Are you used to working on a computer? Do you have an office space where you can quietly focus on building your site? You will need somewhere comfortable enough to spend the hours you estimated in the last step and where you’ll feel creative and concentrated. When you get your WordPress site set up and it’s giving you a database error, or your images won’t upload, or they finally do upload and they’re all blurry, will you be able to take several deep breaths and figure it out?
From 1 to 5, with 1 being not computer savvy and/or patient, and 5 being very patient and confident in your digital skills and learning, rate your ability to troubleshoot your website project.
Is your website a critical asset?
How important is your website to your business? Is it the only way a customer will find you, book with you, or purchase from you? Would your business be in serious trouble if something were to go wrong with your site? Would you lose sensitive or essential data if your website was compromised? Will you update your site often?
If your website is a critical asset, you will need to be certain that you have everything backed up, all the time. The rule is to have three copies of your files in three different locations. You will also want to ensure you stay up to date on your SSL certificate, domain and host reservations, and any other renewable tools like plugins and themes. If you’re storing sensitive or customer information, security should also be on the list of things to be concerned about.
On a scale of 1 to 5, with 1 being not critical and 5 being absolutely critical, how critical is your website to your business?
Does your website need to look highly polished or have a specific look?
Does your website need to look professional? Yes, of course it does. And technically anyone is capable of making a professional looking website. There are more themes than ever to choose from, and every day there are new ones. Some are free and some cost anywhere from $50 to $500. Themes are wonderful because they can display your content right away and have been thoroughly tested and often widely used.
*IMPORTANT TO NOTE*
When choosing your theme, make sure that it is updated regularly and has at least 2,000 users. You’d hate to get all set up and discover a glitch in the code and no one around to care about it but you.
The thing is, everyone is googling “what’s the best theme?” and choosing the top answer. You might notice when you’re surfing the web that all those Shopify sites look the same, or every hair salon you looked up has an almost identical website. If you have a strong brand and want that represented, or want to differentiate yourself from your competition, it might take some custom coding to achieve the look.

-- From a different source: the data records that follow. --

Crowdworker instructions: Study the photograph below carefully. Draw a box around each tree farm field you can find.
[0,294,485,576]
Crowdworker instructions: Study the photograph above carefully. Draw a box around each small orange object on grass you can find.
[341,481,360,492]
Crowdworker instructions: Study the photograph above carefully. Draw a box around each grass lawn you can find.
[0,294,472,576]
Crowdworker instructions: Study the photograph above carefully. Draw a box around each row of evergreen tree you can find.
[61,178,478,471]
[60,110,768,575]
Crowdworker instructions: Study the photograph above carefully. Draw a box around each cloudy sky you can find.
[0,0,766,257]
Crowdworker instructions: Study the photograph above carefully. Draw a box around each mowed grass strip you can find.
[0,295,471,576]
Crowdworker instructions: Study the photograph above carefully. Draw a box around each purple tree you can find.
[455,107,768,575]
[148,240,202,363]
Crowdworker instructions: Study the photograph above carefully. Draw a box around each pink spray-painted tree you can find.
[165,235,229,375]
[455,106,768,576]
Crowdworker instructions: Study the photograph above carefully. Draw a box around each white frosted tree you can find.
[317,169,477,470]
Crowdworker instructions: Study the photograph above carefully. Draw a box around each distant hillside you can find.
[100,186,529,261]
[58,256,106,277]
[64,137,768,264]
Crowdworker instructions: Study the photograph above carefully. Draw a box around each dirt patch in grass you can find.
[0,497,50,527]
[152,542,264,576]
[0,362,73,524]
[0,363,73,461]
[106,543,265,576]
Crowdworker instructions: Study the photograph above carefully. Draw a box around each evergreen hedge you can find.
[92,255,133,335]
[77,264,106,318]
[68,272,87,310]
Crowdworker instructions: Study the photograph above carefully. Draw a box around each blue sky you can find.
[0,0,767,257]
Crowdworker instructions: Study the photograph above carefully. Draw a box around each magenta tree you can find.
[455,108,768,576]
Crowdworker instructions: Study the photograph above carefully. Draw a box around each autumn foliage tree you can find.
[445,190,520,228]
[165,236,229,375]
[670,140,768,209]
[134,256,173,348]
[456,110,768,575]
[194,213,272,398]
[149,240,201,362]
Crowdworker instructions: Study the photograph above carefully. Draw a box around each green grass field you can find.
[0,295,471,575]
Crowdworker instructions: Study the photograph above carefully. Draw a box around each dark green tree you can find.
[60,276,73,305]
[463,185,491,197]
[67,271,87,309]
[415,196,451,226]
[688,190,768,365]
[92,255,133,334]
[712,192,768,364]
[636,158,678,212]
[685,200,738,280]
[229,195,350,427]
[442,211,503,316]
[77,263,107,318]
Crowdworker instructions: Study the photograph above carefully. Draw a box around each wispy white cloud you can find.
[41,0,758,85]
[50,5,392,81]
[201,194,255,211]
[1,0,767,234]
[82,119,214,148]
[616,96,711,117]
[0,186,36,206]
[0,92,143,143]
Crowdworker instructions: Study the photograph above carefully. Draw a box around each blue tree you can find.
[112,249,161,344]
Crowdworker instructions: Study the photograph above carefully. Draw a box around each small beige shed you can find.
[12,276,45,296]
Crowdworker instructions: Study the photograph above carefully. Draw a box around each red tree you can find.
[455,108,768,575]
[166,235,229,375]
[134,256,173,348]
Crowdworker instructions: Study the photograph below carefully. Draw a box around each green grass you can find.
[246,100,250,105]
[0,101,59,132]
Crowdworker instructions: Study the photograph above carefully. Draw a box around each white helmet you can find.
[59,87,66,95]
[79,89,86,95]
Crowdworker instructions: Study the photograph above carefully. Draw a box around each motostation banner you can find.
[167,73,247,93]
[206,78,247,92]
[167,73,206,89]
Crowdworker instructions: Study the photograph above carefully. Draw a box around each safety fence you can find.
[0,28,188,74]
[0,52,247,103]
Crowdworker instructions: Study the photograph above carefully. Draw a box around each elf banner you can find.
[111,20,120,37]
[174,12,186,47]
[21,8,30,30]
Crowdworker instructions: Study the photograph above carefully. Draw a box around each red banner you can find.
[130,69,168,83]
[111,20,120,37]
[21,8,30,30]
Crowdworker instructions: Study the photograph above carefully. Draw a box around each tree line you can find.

With 1 being not specific or original and 5 being very specific or original, how would you rate your website project in terms of the look you’re going for?
So, what’s your number?
Now it’s time to figure out if you can actually handle building your business’ website yourself. Add up your answers.
If they add up to 12 or less, you can probably tackle this project yourself. Nice! Next up, figure out what platform will work best for you and what to do about reserving a domain and setting up hosting.
If you wound up at 18 or more, it might be time to look for professional help, such as from me. Otherwise, for small- and medium-sized projects I recommend finding a freelancer for your best deal. Search Google Maps in your area or get in touch with your local business development office. You could also try meetup.com. Developers love getting together to share ideas, so chances are you could bend someone’s ear at their next casual gathering (please only try this at social events, not when a specific topic or presentation is scheduled). For larger projects, go with an agency in your area and contact at least three of them for quotes before making a decision. Ask lots of questions and be as specific as you can about your project and vision.
If you ended up between 13 and 18, it’s a toss up! Refocus on whether you have the time, patience, and vision for this to help you decide if you want to and feel confident in building your website.